If you're looking for a quiet, refined experience, it's probably best to skip this one, but for a good time, call Andres DC.
Varadero My husband and I enjoyed Varadero so much that we had dinner there two nights in a row while we were in Barranquilla for Carnaval. The hostess was welcoming and accommodating and both times we had great tables in the room with the live Cuban band. The mojitos are fabulous and the food is delicious, particularly the seafood. I have rarely tasted such sweet and tender shrimp. The atmosphere is lively and we loved the band. One night a couple was so inspired by it that they started dancing despite the cramped space. It was totally charming! If we danced as well as they did we might have joined in. We had no complaints about the service, both times it was attentive and personable and food and drinks were delivered in a reasonable timeframe. They allowed us to relax and enjoy the music, we didn't feel rushed at all. The location is easy to reach and we had no problem catching a cab back to our hotel. We would recommend Varadero without hesitation, and should we ever return to Barranquilla, we know where we're having dinner.
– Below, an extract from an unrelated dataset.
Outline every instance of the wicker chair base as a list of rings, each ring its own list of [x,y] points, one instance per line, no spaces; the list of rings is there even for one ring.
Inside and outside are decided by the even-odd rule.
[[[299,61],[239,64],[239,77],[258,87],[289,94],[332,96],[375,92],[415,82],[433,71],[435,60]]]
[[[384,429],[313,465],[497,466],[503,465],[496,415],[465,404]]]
Rincon La Ronda – Traditional Ecuadorian specialties in a festive room with the added pleasure of live music. A tourist locale, but the food is really delicious. In our travels around Ecuador we ate at some fabulous little places and, at the time did not have the foresight to note down the names. The trout in the mountainous regions is superb. http://www.rinconlaronda.com/historia.htm
La Costa Verde – This upscale restaurant right on the water offers an astonishing array of delicious seafood in a monster buffet. We normally don’t prefer buffets, but this one was exceptional, both in size and quality, and worth the price which is high by Peruvian standards.
Ocucaje Winery – We enjoyed a delicious meal with very good wine at this lovely family-run vineyard, which also offers accommodations. If you visit, don’t pass up the chance to try the pisco and their special “love potion”.